Competencies also range in levels. America created a simple framework for levels of competency in cybersecurity, and each training program sets their competency level according to the framework. The same can be done fairly easily in computer programming and building software, though it takes an expert with hands-on experience and a deep background in learning science to identify clearly what those levels are and how to identify them in a learner.
With that, learning models that use mostly lectures and include some hands-on projects are not competency-based learning either. At the core, they generally do not develop competency for a given skill set to a level required to perform job duties without aid or input from someone of a more advanced level. Arguably the best competency-based programs are the ones that have learners essentially performing job duties on their own within the learning program before they actually transition into a job.

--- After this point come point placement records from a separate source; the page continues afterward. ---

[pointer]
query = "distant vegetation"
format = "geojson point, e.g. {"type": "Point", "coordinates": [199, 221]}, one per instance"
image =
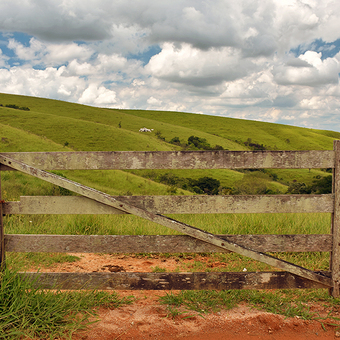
{"type": "Point", "coordinates": [50, 125]}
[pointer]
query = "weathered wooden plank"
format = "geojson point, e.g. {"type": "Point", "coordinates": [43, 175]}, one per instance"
{"type": "Point", "coordinates": [177, 159]}
{"type": "Point", "coordinates": [162, 243]}
{"type": "Point", "coordinates": [335, 254]}
{"type": "Point", "coordinates": [165, 221]}
{"type": "Point", "coordinates": [170, 281]}
{"type": "Point", "coordinates": [198, 204]}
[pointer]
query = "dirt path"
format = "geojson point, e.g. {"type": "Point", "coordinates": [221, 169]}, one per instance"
{"type": "Point", "coordinates": [147, 319]}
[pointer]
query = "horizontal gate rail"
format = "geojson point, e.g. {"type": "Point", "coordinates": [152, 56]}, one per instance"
{"type": "Point", "coordinates": [197, 204]}
{"type": "Point", "coordinates": [168, 281]}
{"type": "Point", "coordinates": [162, 243]}
{"type": "Point", "coordinates": [176, 160]}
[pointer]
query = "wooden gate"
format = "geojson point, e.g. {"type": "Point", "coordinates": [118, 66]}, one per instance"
{"type": "Point", "coordinates": [152, 208]}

As a tech talent training program, competency based learning is an essential component to ensuring learners are knowledgeable and skilled upon program completion. For each element of quality as described above, there are key considerations such as who is involved in the action items as well as what resources may need to be developed for learner success. What learners know and what learners are able to do are two different things and this is why the CBE model is so important. By informing the learning journey and building in flexibility and support for learners, there is equitable learner achievement. Using CBE to assess learner competencies is an effective way to see true performance and monitor/implement solutions to be developed. The learning lifecycle will vary from learner to learner but CBE enables them to develop relevant and essential skills to progress towards their educational goals, whether it is a degree or certificate. With such a high level of transparency in a CBE program, there is a smaller gap in expectations of students and institutions. Competency-based education is a highly effective method of learning that clearly defines what a student truly understands about a specific competency and can perform.